Cycling around Mandir Marg in central Delhi I came across this man wandering down the road with a broken speaker dangling on a string. There are very few sights in the city that surprise me, but there are plenty that baffle me. This one ticked both boxes.
The gentleman in the picture is trying to make some money. That was pretty easy to deduce.
When I saw the big white bag over his shoulder I was pretty sure it would contain some empty plastic bottles and loose paper. There might also be bits of plastic, Mother’s Dairy milk pouches and perhaps the odd glass bottle.
If he was lucky, the gentleman may have found some newspapers too. Newspaper, a prized commodity in the world of waste, commands a price of 10 INR a kilo. It takes about 30 plastic bottles to earn about the same amount of cash.
This gentleman is known as a rag picker. He wanders the streets looking to make some money from other people’s waste. In the waste hierarchy, he’s pretty much at the bottom of the pile. The waste he gets his hands is what nobody else wants.
Usually it is young boys carrying the tell tale white bags. Men do the job too, but they are not seen as frequently.
But this gentleman stood out. It was the first time that I’d seen a man or boy carrying a broken speaker on a string. Why? I stopped my bicycle by his side, smiled, pointed to the speaker and made an quizzical expression to try and convey my confusion.
The man smiled back. He looked at me blankly. I was about to enter into a very difficult conversation. It was one of those days where my limited Hindi was failing me.
I decided to give it a go regardless. Here’s what I found out.
The speaker is magnetic.
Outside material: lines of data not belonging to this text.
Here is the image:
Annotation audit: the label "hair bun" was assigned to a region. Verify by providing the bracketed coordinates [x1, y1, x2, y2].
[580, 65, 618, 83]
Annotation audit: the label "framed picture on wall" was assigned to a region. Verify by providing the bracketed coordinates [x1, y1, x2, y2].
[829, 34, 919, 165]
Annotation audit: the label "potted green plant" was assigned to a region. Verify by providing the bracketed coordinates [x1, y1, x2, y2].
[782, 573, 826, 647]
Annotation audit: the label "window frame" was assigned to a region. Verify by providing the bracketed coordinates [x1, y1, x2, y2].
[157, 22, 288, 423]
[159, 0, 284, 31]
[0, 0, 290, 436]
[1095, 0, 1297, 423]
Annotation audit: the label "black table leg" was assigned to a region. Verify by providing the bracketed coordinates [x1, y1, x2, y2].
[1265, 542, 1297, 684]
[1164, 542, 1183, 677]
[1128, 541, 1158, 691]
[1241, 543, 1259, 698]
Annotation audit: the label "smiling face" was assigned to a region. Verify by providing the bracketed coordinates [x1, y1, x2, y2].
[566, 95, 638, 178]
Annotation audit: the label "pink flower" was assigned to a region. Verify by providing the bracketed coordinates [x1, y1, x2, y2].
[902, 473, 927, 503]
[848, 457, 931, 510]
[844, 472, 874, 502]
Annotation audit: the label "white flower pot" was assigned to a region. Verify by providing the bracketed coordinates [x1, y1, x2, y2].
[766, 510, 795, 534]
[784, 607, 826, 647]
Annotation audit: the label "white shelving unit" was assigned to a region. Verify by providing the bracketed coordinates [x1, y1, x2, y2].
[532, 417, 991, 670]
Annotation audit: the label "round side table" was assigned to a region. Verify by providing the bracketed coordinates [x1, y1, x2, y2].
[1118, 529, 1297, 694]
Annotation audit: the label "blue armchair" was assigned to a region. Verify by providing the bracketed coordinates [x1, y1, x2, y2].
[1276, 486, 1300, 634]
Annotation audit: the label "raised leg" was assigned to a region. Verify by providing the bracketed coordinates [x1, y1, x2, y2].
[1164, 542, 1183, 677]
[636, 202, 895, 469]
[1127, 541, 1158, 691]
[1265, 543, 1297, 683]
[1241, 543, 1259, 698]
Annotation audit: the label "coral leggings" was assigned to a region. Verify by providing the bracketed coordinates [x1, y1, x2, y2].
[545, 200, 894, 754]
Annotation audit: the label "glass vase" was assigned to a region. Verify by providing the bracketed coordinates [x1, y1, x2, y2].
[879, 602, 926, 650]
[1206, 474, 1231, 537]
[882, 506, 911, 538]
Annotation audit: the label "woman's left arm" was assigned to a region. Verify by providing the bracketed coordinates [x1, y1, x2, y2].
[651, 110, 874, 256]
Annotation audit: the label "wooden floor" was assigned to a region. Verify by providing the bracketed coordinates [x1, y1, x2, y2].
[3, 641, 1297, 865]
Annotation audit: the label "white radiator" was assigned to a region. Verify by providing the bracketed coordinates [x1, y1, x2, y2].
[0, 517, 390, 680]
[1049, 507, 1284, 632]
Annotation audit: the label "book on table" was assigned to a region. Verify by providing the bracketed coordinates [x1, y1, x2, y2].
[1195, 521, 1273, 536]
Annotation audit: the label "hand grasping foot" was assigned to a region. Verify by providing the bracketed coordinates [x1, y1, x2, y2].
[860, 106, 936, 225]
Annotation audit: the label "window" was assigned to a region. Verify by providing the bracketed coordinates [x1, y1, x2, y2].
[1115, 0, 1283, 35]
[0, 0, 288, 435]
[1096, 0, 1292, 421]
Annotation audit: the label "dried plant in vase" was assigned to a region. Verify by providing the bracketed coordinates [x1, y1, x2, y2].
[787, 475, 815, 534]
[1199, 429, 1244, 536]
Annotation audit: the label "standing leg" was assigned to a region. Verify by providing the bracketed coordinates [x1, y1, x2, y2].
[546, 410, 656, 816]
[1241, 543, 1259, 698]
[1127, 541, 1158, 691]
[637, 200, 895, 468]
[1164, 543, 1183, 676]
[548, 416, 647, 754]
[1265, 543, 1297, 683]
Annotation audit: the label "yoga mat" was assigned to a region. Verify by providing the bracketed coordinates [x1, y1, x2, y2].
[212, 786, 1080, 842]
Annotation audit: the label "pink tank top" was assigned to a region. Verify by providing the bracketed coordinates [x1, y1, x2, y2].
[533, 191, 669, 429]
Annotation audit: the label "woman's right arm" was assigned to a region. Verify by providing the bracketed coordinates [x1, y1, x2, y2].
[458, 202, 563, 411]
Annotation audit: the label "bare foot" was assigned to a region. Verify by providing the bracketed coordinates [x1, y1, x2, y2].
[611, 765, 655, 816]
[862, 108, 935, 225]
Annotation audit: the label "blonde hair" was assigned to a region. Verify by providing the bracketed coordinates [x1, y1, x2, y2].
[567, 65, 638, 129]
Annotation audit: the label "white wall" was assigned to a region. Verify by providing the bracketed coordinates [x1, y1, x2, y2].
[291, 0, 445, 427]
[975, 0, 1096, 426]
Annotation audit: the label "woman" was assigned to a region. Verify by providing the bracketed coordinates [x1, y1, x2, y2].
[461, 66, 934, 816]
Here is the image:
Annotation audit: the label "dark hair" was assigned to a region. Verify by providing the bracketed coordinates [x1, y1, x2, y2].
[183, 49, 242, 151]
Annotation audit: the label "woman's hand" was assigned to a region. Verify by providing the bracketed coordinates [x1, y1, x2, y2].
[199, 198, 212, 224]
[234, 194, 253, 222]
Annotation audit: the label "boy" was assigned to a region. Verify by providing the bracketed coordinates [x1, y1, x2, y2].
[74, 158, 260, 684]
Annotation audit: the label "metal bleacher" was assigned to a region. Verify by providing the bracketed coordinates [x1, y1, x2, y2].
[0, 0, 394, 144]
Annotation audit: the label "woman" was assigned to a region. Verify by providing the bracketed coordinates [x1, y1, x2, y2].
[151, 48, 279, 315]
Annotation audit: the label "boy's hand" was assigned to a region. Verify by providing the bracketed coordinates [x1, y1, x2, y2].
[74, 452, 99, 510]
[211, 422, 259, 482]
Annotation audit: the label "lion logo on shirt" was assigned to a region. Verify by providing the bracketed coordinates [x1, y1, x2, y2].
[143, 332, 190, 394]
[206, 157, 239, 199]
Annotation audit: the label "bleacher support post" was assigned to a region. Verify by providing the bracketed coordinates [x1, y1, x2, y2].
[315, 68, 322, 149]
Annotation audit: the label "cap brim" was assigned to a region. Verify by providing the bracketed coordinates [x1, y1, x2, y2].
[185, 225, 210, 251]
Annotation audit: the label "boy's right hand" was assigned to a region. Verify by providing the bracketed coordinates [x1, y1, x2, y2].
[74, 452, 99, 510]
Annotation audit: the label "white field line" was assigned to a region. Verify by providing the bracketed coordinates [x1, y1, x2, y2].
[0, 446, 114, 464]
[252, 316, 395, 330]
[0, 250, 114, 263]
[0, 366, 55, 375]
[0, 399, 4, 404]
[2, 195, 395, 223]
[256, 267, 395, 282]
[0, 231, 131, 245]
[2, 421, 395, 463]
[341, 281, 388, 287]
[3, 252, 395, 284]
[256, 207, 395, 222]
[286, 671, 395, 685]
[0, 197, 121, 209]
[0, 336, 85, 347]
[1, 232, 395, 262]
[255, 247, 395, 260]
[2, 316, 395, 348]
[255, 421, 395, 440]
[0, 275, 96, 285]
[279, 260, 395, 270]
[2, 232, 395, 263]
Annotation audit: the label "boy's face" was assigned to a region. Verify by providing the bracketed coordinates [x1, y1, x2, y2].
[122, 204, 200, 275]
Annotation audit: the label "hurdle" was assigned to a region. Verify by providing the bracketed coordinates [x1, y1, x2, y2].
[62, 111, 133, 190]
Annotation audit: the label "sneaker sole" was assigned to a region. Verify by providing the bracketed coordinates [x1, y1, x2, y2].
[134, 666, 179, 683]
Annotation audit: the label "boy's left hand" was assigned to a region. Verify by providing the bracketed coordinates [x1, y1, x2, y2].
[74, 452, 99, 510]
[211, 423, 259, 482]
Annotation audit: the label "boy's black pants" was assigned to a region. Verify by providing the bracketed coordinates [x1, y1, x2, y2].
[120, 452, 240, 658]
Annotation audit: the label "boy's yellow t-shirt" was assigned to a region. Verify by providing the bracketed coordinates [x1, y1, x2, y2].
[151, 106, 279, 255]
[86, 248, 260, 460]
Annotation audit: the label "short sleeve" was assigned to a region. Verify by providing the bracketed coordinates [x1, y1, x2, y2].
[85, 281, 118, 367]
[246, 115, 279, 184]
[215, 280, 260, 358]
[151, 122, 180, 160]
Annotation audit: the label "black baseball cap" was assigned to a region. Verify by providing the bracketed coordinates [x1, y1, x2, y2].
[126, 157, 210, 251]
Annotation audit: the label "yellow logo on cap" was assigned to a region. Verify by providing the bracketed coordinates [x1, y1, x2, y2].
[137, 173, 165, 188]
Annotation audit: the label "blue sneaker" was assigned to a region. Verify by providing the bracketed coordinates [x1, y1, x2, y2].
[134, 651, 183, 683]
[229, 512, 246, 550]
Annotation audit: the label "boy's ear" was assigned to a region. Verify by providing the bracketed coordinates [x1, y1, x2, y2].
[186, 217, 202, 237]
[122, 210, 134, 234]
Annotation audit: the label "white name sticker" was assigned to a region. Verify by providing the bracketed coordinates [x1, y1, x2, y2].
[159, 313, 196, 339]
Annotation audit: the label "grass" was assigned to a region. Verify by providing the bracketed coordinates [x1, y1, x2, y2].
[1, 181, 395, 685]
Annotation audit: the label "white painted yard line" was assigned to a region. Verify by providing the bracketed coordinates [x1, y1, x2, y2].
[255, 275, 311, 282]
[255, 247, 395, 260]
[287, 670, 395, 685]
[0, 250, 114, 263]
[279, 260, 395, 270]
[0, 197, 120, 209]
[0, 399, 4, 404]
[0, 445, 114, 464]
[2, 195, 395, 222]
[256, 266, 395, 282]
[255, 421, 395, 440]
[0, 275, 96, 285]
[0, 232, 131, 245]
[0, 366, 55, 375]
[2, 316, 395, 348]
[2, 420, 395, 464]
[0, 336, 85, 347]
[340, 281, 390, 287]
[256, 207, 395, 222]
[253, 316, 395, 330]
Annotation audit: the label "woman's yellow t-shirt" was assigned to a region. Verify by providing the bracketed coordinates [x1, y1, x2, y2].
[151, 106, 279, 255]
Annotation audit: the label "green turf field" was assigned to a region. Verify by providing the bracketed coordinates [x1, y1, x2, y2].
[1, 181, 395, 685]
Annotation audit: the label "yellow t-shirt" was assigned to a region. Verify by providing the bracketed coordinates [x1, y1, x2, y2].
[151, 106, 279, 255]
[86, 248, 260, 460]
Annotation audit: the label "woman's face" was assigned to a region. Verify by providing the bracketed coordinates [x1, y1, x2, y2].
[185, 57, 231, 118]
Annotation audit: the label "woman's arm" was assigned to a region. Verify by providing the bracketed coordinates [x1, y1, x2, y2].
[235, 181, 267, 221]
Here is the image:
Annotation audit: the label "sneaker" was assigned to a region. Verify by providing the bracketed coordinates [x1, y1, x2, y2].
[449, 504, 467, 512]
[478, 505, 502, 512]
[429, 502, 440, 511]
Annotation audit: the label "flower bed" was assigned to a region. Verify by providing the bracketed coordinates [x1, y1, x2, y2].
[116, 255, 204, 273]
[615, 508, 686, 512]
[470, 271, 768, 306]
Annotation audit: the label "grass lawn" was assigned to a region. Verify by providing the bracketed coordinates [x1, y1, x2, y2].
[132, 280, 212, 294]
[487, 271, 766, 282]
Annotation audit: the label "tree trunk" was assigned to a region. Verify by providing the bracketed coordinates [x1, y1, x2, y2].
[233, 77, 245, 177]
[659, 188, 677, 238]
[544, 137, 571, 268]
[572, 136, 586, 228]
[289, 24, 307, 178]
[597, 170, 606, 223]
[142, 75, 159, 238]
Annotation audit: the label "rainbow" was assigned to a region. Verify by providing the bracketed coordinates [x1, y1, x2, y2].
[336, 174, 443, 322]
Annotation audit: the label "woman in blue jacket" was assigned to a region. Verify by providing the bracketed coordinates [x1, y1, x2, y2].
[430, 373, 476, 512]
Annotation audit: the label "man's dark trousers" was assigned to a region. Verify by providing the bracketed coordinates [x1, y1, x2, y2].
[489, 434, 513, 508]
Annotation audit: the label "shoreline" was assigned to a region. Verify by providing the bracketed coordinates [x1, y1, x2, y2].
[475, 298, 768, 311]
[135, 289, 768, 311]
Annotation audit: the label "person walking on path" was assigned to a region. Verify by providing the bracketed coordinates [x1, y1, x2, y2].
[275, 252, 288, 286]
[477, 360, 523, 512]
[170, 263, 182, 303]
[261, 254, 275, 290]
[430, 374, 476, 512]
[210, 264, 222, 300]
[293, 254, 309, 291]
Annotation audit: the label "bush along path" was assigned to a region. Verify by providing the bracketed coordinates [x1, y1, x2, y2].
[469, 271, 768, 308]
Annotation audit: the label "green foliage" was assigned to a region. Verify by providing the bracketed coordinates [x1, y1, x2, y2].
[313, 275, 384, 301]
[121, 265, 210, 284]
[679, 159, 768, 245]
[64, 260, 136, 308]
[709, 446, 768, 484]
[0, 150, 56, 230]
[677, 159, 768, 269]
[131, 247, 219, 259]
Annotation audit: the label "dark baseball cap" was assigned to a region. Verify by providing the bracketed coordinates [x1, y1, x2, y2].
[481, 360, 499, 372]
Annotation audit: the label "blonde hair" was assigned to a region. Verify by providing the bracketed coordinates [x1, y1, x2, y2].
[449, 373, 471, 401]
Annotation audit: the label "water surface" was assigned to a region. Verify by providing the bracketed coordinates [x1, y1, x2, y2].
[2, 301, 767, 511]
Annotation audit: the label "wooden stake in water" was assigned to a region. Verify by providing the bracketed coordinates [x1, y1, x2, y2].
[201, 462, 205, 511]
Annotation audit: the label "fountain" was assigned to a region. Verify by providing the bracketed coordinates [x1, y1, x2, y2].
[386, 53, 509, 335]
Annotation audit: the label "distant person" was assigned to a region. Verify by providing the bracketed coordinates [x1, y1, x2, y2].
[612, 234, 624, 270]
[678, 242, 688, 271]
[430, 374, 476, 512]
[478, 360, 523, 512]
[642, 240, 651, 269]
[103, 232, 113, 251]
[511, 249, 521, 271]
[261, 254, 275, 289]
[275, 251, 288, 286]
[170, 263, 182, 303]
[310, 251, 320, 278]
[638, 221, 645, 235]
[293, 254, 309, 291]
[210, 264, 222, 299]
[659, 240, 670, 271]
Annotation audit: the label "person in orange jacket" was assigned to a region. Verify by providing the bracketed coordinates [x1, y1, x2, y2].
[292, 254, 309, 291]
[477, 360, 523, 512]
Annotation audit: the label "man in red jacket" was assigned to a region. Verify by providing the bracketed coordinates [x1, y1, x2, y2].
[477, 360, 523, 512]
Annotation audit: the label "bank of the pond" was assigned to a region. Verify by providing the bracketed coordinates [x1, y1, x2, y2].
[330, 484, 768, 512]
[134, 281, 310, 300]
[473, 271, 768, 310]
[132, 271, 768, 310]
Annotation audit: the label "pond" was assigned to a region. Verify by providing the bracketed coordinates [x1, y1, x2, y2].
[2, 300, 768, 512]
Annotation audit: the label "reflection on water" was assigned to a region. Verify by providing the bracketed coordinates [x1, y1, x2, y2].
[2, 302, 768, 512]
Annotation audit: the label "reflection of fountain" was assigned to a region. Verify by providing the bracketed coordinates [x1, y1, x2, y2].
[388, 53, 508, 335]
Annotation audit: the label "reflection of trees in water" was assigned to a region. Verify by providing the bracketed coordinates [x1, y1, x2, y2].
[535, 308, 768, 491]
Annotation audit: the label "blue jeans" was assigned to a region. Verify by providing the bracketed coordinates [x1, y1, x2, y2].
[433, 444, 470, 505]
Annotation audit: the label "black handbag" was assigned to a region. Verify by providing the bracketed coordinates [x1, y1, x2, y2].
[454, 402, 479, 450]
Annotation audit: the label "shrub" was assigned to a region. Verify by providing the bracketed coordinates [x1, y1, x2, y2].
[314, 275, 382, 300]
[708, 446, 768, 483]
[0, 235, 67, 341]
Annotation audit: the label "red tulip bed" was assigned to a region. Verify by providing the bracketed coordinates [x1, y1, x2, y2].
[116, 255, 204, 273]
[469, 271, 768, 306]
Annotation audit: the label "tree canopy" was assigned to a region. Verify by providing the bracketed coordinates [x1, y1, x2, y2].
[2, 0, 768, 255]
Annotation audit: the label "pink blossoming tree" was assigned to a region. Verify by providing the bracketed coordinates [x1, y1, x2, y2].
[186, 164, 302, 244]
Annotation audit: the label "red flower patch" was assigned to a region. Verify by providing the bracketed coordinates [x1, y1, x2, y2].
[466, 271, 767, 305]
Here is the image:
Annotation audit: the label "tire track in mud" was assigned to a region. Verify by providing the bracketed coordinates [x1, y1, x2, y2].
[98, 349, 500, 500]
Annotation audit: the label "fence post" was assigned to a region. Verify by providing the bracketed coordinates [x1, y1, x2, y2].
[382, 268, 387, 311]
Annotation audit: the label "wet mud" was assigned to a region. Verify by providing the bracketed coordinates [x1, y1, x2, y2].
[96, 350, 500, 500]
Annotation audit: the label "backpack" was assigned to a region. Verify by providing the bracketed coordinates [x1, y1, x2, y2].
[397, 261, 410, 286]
As the man walks down the street he dangles the speaker by the kerbside to pick up tiny shards of metal. He then collects the shards and sells them to make some cash.
Simple. But where does the metal come from. He pointed to the car and buses passing by.
Was he collecting the tiny shards of metal that had fall from cars, vans, buses and trucks? Maybe. But he also pointed to the exhaust of a parked car, suggesting to me that the fumes contained the metal that he was after too. I know Delhi’s air quality is bad, but this took things to a new level.
I wanted to know more. How much he had collected? How much was it worth?
Today was not my day. We couldn’t converse well enough with one another to have a decent conversation. My Hindi had let me down. It was another experience that made me realise that I should get back in the classroom and start learning.
Maybe one day, when my Hindi is better, I’ll have the chance to meet a man carrying a speaker and ask some more questions.